Egypt's opposition Muslim Brothers, who control a fifth of parliament, reacted angrily and demanded an urgent parliament session attended by Prime Minister Ahmed Nazif to discuss the issue.
Israel's nuclear arsenal "is a danger to Egypt's national security and can turn the entire region into a volcano," Hussein Mohammed, deputy head of the Islamist movement's parliamentary group, said in a statement.
On Tuesday the Gulf Cooperation Council -- grouping Bahrain, Kuwait, Oman, Qatar, Saudi Arabia and the United Arab Emirates -- demanded that sanctions be imposed on Israel.
GCC Secretary General Abderrahman al-Attiya called on the United States not to apply a policy of "double standards" and to "work for the application (against Israel) of the resolutions of international legitimacy and of Chapter VII."

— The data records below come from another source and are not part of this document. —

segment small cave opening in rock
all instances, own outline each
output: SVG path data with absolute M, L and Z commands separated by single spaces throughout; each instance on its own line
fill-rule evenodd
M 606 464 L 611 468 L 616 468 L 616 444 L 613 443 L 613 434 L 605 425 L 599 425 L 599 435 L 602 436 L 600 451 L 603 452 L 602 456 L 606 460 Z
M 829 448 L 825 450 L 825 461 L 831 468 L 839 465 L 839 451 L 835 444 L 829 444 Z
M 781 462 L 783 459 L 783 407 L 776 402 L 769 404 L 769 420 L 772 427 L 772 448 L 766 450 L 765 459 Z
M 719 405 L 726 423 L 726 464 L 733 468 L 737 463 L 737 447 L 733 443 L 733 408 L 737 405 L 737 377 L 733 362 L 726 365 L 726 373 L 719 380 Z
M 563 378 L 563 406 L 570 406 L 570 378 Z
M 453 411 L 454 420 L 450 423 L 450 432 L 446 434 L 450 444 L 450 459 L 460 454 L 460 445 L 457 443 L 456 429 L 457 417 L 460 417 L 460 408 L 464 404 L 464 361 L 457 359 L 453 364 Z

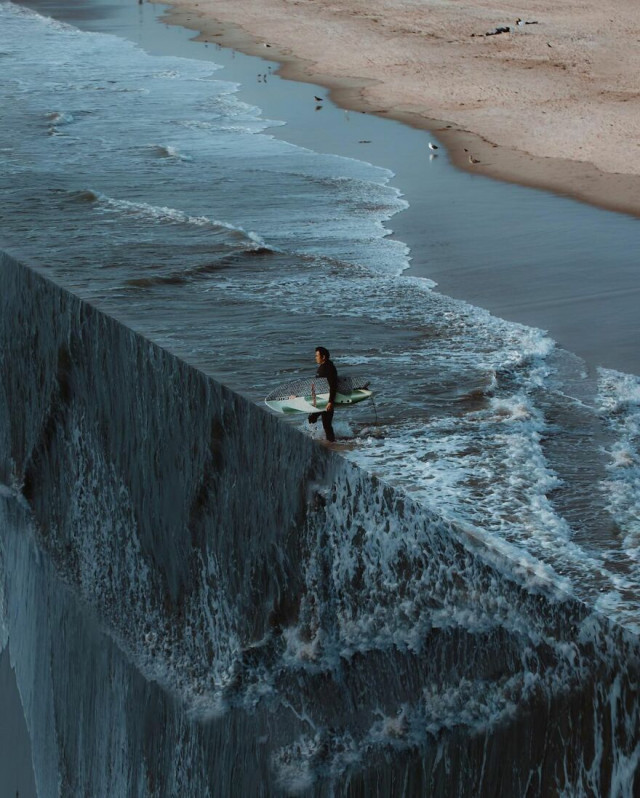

Chapter VII of the UN charter deals with action the Security Council might take regarding threats to the peace, breaches of the peace and acts of aggression.
As a first step, it says the council may call for member states to impose sanctions, including complete or partial interruption of economic relations and the severance of diplomatic relations.
If such measures fail, military action can be called for.
In a Monday interview with German television, Olmert listed Israel as a country with nuclear weapons.
"We never threatened any nation with annihilation," he said.
"Iran openly, explicitly and publicly threatens to wipe Israel off the map. Can you say that this is the same level, when they are aspiring to have nuclear weapons, as France, America, Russia and Israel?" he asked.
Olmert's spokeswoman Miri Eisin was quick to deny that the premier admitted Israel had nuclear weapons, saying "Israel will not be the first country to introduce nuclear weapons to the region."